S.S. - Urodziłem się w Kuwejcie. Mój tata jest Palestyńczykiem, a mama Polką. Przyjechałem do Polski mając 17 lat. Wtedy praktycznie nie mówiłem po polsku. Uczyłem się polskiego dość długo, bo przez pierwsze lata wcale nie musiałem mówić po polsku - chodziłem do arabskiej szkoły, moi znajomi i otoczenie posługiwało się przede wszystkim arabskim i angielskim. Po kilku latach jednak językiem obowiązującym w domu stał się polski. Dziś po polsku rozmawiam nawet z bratem, który tak jak ja nauczył się tego języka po przyjeździe. Na początku Polska wcale mi się nie podobała. Przyjechałem w trudnym momencie przemian ustrojowych w początku lat 90-tych.
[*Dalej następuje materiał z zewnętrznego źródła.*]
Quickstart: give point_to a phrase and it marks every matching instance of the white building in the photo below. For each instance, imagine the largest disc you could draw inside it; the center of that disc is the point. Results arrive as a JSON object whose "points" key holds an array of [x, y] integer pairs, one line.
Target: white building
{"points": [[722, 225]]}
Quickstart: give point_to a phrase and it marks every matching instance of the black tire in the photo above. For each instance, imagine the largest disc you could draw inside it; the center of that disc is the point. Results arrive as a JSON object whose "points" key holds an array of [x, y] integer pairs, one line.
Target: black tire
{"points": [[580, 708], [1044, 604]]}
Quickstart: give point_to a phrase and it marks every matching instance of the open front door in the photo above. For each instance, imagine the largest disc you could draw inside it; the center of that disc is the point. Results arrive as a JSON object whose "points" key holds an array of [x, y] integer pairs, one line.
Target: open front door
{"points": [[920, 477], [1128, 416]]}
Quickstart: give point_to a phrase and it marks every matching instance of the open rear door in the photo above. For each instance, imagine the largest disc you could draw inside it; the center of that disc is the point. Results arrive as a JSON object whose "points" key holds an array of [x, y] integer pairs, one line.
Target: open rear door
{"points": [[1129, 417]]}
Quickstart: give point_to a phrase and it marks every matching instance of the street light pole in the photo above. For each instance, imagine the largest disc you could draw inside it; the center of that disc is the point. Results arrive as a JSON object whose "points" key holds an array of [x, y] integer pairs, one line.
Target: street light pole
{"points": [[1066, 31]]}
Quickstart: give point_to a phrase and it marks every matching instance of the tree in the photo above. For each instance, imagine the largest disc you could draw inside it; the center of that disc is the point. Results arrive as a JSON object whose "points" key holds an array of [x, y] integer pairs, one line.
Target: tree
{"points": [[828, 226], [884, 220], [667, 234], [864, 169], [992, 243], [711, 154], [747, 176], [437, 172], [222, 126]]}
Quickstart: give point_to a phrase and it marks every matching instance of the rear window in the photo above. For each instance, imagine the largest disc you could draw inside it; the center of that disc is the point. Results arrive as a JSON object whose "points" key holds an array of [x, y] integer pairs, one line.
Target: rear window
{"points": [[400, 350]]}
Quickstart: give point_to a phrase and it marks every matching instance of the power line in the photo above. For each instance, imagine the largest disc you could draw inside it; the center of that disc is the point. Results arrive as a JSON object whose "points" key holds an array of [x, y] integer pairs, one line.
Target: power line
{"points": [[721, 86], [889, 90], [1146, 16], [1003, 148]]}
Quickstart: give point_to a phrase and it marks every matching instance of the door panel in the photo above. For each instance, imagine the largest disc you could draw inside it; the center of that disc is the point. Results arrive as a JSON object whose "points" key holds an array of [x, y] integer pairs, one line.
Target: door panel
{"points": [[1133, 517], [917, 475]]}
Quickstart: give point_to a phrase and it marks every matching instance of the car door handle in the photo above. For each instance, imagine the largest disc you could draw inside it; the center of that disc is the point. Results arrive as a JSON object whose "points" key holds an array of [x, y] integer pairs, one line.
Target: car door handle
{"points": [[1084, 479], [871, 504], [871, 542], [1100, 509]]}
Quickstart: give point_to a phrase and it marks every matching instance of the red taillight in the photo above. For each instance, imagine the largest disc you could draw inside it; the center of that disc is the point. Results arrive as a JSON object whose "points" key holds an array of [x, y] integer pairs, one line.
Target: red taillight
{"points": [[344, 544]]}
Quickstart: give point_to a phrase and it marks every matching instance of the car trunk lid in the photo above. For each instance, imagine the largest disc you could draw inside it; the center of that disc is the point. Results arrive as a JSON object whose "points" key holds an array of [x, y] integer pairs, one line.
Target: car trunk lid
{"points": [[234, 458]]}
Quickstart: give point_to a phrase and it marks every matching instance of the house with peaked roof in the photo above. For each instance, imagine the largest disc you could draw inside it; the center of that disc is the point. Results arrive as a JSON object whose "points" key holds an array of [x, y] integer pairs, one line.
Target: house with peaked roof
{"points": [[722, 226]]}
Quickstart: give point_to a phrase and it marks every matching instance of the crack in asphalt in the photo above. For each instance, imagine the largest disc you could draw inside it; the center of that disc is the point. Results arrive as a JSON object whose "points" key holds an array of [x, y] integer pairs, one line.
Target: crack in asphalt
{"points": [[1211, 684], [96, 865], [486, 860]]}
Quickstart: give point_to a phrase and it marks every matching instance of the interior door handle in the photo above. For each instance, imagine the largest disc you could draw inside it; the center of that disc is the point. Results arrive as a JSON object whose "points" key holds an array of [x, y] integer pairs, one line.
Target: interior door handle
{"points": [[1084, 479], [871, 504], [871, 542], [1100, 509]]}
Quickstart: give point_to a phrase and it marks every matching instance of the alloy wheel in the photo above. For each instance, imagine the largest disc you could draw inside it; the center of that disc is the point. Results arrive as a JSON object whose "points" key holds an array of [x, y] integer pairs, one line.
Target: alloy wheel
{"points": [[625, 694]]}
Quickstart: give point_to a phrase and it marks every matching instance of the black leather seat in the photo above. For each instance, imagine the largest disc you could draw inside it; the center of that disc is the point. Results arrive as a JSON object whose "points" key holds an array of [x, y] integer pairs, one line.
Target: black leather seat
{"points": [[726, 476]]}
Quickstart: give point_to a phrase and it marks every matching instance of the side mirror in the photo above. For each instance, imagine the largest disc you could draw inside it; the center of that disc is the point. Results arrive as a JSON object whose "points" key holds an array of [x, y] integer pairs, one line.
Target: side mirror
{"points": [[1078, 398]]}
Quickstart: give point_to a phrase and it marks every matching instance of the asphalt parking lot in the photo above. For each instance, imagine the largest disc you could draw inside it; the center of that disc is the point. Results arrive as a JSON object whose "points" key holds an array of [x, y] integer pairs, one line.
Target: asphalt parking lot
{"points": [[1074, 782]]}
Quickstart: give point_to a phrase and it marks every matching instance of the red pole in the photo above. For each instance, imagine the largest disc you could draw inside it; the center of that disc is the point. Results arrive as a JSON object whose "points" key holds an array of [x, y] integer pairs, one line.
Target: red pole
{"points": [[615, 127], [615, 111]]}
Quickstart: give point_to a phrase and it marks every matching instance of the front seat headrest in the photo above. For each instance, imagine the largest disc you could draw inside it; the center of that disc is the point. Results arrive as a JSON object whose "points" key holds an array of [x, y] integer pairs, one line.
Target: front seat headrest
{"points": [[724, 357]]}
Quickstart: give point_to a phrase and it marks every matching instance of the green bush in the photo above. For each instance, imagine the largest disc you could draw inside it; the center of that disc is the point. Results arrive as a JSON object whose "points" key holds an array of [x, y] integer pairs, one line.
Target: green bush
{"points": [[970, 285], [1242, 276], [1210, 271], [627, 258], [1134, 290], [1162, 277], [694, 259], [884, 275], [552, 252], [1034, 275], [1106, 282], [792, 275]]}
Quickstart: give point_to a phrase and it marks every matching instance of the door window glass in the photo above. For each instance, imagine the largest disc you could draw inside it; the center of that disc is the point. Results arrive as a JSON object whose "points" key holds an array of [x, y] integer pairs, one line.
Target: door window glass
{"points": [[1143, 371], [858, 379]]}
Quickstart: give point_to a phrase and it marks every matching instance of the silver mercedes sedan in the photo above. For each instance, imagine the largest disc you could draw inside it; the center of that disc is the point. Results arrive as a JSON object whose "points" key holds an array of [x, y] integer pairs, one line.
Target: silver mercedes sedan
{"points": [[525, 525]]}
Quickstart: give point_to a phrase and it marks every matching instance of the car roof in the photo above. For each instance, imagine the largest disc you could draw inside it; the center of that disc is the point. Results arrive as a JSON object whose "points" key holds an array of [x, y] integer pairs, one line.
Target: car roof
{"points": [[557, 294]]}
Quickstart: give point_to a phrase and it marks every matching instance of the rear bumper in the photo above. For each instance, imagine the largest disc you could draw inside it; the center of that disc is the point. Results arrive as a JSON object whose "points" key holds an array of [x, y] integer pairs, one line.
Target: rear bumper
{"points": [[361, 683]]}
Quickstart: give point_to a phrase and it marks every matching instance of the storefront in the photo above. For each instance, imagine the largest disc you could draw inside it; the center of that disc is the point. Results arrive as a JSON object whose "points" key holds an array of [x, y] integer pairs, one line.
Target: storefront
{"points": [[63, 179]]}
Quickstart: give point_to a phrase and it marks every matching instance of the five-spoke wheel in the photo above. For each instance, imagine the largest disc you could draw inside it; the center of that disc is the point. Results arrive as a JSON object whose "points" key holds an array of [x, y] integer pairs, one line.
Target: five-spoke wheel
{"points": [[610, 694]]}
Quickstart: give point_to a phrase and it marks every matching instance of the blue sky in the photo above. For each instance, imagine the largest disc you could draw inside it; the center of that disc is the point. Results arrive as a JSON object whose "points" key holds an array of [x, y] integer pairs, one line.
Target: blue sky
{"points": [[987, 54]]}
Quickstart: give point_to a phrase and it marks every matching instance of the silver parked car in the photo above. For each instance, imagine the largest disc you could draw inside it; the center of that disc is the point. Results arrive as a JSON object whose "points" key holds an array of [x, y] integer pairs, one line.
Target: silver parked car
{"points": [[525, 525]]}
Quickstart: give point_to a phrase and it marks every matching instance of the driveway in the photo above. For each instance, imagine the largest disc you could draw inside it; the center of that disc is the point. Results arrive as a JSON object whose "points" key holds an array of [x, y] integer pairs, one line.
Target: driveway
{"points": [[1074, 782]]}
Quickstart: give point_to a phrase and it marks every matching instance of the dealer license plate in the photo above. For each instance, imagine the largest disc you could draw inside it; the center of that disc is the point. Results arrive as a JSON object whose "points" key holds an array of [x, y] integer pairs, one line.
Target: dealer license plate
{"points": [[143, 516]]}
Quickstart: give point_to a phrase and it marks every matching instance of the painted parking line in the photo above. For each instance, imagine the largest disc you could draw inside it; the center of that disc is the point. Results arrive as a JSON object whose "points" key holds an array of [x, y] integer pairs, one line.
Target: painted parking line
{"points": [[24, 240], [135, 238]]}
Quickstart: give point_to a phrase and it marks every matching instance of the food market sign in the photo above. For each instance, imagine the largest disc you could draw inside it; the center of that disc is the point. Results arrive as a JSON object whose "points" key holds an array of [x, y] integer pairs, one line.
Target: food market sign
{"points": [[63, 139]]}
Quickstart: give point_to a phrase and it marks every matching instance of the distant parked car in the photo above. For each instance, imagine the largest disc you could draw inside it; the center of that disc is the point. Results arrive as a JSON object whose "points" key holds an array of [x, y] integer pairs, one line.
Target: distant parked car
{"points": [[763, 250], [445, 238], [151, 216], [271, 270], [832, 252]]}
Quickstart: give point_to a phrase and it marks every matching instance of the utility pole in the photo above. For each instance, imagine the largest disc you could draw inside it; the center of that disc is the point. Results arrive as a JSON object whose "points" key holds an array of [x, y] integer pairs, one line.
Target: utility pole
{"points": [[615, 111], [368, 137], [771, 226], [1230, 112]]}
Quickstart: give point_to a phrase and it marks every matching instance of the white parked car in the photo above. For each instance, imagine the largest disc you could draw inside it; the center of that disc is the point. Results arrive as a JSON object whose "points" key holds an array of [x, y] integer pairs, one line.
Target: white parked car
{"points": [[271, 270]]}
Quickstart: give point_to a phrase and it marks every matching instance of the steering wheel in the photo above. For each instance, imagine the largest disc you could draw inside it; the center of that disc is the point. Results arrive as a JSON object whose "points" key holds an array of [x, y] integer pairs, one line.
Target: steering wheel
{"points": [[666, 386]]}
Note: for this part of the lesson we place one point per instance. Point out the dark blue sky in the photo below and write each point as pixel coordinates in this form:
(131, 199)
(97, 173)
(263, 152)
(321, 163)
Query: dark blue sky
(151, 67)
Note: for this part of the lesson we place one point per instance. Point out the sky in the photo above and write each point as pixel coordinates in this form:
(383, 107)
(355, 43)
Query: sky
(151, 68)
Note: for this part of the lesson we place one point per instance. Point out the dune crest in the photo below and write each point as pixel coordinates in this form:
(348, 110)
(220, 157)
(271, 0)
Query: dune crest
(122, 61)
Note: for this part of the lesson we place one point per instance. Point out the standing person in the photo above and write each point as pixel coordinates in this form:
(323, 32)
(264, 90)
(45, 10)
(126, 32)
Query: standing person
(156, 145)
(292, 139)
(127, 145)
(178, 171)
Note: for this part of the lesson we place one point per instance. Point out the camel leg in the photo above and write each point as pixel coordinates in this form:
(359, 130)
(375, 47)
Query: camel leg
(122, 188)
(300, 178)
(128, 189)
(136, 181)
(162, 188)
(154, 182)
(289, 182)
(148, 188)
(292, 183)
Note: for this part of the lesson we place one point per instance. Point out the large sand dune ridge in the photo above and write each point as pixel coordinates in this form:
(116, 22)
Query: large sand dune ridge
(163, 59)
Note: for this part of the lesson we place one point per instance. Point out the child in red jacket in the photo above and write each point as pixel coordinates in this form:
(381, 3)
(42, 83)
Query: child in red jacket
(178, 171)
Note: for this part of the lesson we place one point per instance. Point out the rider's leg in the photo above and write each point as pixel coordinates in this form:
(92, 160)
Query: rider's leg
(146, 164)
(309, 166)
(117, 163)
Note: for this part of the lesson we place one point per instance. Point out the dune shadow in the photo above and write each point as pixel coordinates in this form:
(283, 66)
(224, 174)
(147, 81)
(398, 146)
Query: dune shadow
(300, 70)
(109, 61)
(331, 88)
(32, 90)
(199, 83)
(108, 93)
To były ostatnie chwile, kiedy stało się w kolejkach, a po ulicach chodziło w "koralach" z rolek papieru toaletowego. Pokochałem Polskę dopiero, kiedy zacząłem odkrywać jej perełki podczas wycieczek rowerowych. Wtedy zrozumiałem jak piękny jest to kraj. Pierwsza praca, którą podjąłem po przybyciu do Polski była w zawodzie elektromechanika, ale zawsze jednak chciałem mieć swój warsztat rowerowy. Od Doroty dowiedziałem się o bambusowych rowerach. Po pierwszej wspólnej wyprawie do Omanu poznałem ich zalety. Każda kolejna wyprawa to dla nas kolejny test wytrzymałości naszych ram. Sami jesteśmy zaskoczeni ich wytrzymałością. W Omanie utrzymały wagę około 110 kg, w Kazachstanie obciążyliśmy je do około 130 kg i ciągle jeżdżą - śmiech.

Ł.P. - Skąd u Was takie zamiłowanie do rowerów bambusowych, co w nich jest takiego niezwykłego, że nie tylko na nich jeździcie, ale również je konstruujecie? Gdzie jest wasza pracownia, firma, sklep?

S.S. - Tajemnica ich wytrzymałości tkwi w konstrukcji. Postawiliśmy na wytrzymałość i na lekkość, dlatego miejsca łączeń bambusowych tyczek choć nie są masywne, są bardzo mocne. Po powrocie z Kazachstanu na naszym blogu www.alepieknyswiat.pl i w sklepie na naszej stronie pojawią się dwa rowery miejskie, które zbudowała Dorota. Rowery powstały z myślą o osobach ceniących sobie elegancję i oryginalność.  Nasz warsztat mieści się przy ul. Andersa 33 w Warszawie. Zainteresowanych zakupem roweru zapraszamy na jazdę próbną. Rower wykonujemy na zamówienie. Każdy jest niepowtarzalny - różni się ozdobami i dodatkami.

Ł.P. - Mieszkacie na co dzień w Warszawie. Czy na przestrzeni lat widać zmiany w rozwoju sieci dróg rowerowych i można je uznać za wzorowe czy może są jakieś różnice, które występują w innych krajach i można byłoby jeszcze je wprowadzić u nas?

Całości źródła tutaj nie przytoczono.